Тот посмотрел на «пацанов», поставил ведра.
– Боюсь я его. Витька – беспредельщик. Идите сами. Да он сейчас ширнется и выползет.
– Ладно, двигай!
Мальчишка подхватил уголь, сделал несколько шагов, оборачиваясь, и не выдержал:
– А вы откуда, мужики? В завокзальном я всех знаю.
– Топай, парень, мамка ждет!
– Блин, да вы не анжерские. А закурить ёк?
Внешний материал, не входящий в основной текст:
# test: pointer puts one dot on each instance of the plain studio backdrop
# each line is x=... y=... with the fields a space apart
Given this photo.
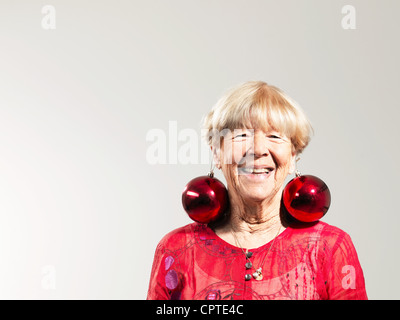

Крюков сделал угрожающий выпад:
– Быстро свали!
И в самом деле, не прошло и десяти минут, как от кочегарки возле шахтоуправления отделилась долговязая, неустойчивая фигура. Определить, кто это, не посмотрев в лицо, было невозможно, поэтому телохранители завернули ему ласты и сразу же поволокли под фонарь. То ли выпивший, то ли обкуренный, он обвис у них на руках и в первый момент даже не сопротивлялся, лишь промычал и уронил голову. Но при свете очухался, выпрямился и попытался вырваться.
– Вы чо, козлы, в натуре?
Все-таки это оказался Фильчаков – неуправляемые глаза плавали, и определить, куда он смотрит, было невозможно. Однако сам он все увидел, мгновенно оценил ситуацию и вроде бы протрезвел.
– Вот ты и попал, Витюля, – заключил Крюков, испытывая мальчишеское нетерпение и легкую дрожь. – На Шестой Колонии у старухи видеотехнику брал?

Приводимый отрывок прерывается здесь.